Furthermore, when the movable body 150 is moved forward, the wedge 130 coupled to the lower end of the movable body 150 is also moved forward out of the tapered hole 121 of the head coupler 120, thus releasing the PC strand or deformed bar 10. Thereafter, when the PC strand or deformed bar 10 is pulled, it can be easily removed from the bore.

As described above, the present invention provides a ground anchor body having a rotation release structure. In the ground anchor body, a wedge is biased toward the head coupler by a compression spring so that the wedge is wedged into a tapered hole of the head coupler and continuously maintained in the wedged state. Therefore, even if a shock is applied to the anchor body while transporting or unloading it, the coupled state can be reliably maintained. As needed, when a PC strand or deformed bar is pushed, a slide protrusion is moved forward along a slide slot of a guide and enters an operation space. In this state, when the PC strand or deformed bar is rotated to 90°, the slide protrusion is locked to an upper end of the guide. In this way, when needed, the PC strand or deformed bar can be easily released from the wedge and removed from a bore. As such, the PC strand, the deformed bar or the like coupled to the anchor body can be easily separated and removed from the anchor body when needed. The coupling of the PC strand, the deformed bar or the like to the anchor body can be reliably maintained even when an external shock is applied thereto in a construction site or during a process of transporting the anchor body. Consequently, the product reliability can be enhanced.

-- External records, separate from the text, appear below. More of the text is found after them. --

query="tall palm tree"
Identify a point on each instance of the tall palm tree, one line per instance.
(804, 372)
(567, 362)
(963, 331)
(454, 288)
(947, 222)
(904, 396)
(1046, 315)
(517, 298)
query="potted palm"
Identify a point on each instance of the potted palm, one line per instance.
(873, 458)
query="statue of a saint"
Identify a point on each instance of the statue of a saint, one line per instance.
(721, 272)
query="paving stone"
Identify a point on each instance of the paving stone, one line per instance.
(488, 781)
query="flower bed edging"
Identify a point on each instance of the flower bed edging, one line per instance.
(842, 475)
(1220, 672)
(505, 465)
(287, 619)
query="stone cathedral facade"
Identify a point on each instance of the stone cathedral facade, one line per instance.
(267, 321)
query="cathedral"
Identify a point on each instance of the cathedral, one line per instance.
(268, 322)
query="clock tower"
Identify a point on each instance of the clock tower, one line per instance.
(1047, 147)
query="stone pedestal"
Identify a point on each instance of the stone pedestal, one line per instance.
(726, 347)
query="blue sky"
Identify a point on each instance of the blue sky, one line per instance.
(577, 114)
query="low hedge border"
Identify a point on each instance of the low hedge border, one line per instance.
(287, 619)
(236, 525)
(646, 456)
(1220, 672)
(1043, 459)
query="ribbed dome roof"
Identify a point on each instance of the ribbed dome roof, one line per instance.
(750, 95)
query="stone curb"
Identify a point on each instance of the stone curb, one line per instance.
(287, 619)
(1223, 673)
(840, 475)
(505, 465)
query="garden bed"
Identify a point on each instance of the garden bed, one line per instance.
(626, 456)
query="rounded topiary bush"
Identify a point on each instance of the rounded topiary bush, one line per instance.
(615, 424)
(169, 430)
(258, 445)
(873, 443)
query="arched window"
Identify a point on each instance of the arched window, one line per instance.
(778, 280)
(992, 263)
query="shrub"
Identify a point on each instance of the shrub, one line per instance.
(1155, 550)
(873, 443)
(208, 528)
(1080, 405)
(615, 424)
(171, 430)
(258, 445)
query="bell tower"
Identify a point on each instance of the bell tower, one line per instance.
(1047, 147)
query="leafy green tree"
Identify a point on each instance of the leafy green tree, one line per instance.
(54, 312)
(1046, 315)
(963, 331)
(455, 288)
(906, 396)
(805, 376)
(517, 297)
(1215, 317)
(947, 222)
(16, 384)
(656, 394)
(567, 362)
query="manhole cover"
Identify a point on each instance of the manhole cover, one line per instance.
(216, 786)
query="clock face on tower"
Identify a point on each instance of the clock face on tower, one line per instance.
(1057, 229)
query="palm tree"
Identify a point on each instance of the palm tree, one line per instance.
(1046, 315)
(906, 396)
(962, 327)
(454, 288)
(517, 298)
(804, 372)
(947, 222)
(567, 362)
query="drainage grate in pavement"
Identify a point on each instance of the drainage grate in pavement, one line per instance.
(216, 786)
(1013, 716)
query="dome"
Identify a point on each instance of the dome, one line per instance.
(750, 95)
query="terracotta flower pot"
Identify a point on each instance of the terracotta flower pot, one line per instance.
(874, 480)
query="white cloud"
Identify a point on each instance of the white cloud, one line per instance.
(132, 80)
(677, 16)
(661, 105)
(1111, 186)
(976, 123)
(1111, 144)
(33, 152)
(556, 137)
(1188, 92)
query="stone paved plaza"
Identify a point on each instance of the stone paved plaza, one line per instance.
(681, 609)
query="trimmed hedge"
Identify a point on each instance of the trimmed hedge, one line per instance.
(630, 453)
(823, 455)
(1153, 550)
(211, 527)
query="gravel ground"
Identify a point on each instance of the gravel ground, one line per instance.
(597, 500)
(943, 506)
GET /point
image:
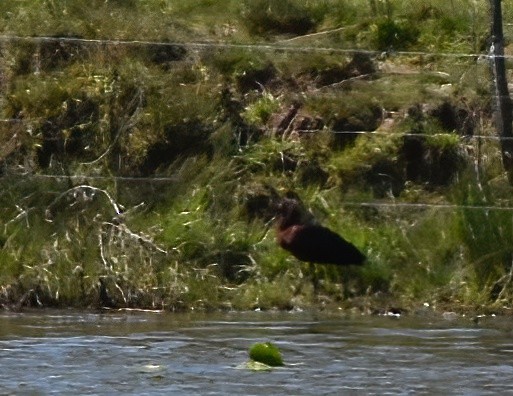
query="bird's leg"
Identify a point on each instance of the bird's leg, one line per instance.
(314, 276)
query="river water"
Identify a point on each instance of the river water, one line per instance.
(61, 352)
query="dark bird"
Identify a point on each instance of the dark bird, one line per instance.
(299, 234)
(105, 300)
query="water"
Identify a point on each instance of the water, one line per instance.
(60, 352)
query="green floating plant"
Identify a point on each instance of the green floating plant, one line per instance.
(267, 353)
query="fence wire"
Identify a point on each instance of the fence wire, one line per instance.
(276, 47)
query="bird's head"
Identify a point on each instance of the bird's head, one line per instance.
(290, 212)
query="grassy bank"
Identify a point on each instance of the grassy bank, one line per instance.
(142, 142)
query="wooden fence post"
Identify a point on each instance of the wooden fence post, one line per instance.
(503, 110)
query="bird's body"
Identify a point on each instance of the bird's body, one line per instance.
(307, 241)
(318, 244)
(299, 234)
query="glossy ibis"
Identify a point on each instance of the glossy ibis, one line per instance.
(299, 234)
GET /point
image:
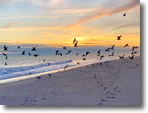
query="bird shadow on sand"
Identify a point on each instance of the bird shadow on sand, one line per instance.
(142, 49)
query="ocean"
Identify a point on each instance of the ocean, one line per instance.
(19, 65)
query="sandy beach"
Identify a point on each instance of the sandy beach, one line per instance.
(110, 83)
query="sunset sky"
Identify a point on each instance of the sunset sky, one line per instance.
(57, 22)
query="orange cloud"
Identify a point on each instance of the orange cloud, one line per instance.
(130, 5)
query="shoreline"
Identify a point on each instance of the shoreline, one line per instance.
(114, 82)
(15, 79)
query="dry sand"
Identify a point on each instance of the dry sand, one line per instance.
(110, 83)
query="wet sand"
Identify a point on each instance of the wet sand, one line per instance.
(110, 83)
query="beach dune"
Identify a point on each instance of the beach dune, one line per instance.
(114, 82)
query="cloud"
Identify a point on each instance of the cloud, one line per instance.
(127, 25)
(8, 25)
(97, 15)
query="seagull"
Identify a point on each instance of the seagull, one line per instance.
(111, 54)
(64, 48)
(68, 52)
(74, 40)
(36, 55)
(66, 67)
(29, 54)
(57, 51)
(133, 53)
(6, 56)
(124, 14)
(23, 53)
(18, 47)
(5, 48)
(33, 49)
(6, 64)
(131, 57)
(76, 44)
(119, 37)
(99, 52)
(121, 57)
(101, 57)
(84, 58)
(126, 45)
(77, 54)
(107, 49)
(60, 54)
(112, 48)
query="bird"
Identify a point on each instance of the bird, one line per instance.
(36, 55)
(29, 54)
(6, 56)
(87, 53)
(99, 52)
(74, 40)
(33, 49)
(23, 52)
(107, 49)
(131, 57)
(66, 67)
(111, 54)
(84, 58)
(77, 54)
(6, 64)
(57, 51)
(119, 37)
(124, 14)
(68, 52)
(112, 48)
(134, 52)
(18, 47)
(5, 48)
(64, 48)
(76, 44)
(101, 57)
(126, 45)
(121, 57)
(60, 54)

Although the preferred embodiment of the present invention has been disclosed for illustrative purposes, those skilled in the art will appreciate that various modifications, additions and substitutions are possible, without departing from the scope and spirit of the invention as disclosed in the accompanying claims.

Claims

1. A ground anchor body having a rotation release structure, comprising:

a waterproof cap including a first waterproof cap part having a tubular shape, and a second waterproof cap part coupled to the first waterproof cap part, the second waterproof cap part covering an upper end of the first waterproof cap part, with a first guide depression formed in the second waterproof cap part, and a compression spring inserted at an upper end thereof into the first guide depression;

a head coupler coupled to a lower end of the first waterproof cap part of the waterproof cap, the head coupler including a locking protrusion on an upper end thereof, with a tapered hole longitudinally formed in the head coupler so that a pc (prestressed concrete) strand is inserted into the tapered hole;

a wedge disposed in the tapered hole of the head coupler, the wedge holding the pc strand;

a tubular guide installed in the waterproof cap, with at least one slide slot longitudinally formed in the tubular guide, wherein the tubular guide is inserted into the first waterproof cap part of the waterproof cap in such a way that the tubular guide comes into contact with an inner circumferential surface of the first waterproof cap part, a lower end of the tubular guide is stopped by the locking protrusion provided on the upper end of the head coupler, and an operation space is formed above the tubular guide;

a movable body installed in the tubular guide and including at least one slide protrusion inserted into the at least one slide slot, the movable body being coupled at a lower end thereof to the wedge, with a key depression formed in a central portion of a lower surface of the movable body so that an upper end of the pc strand is key-coupled to and interlocked with the movable body, and with a second guide depression formed in an upper surface of the movable body; and

a compression spring installed in the second waterproof cap part of the waterproof cap, the compression spring elastically biasing the movable body downward.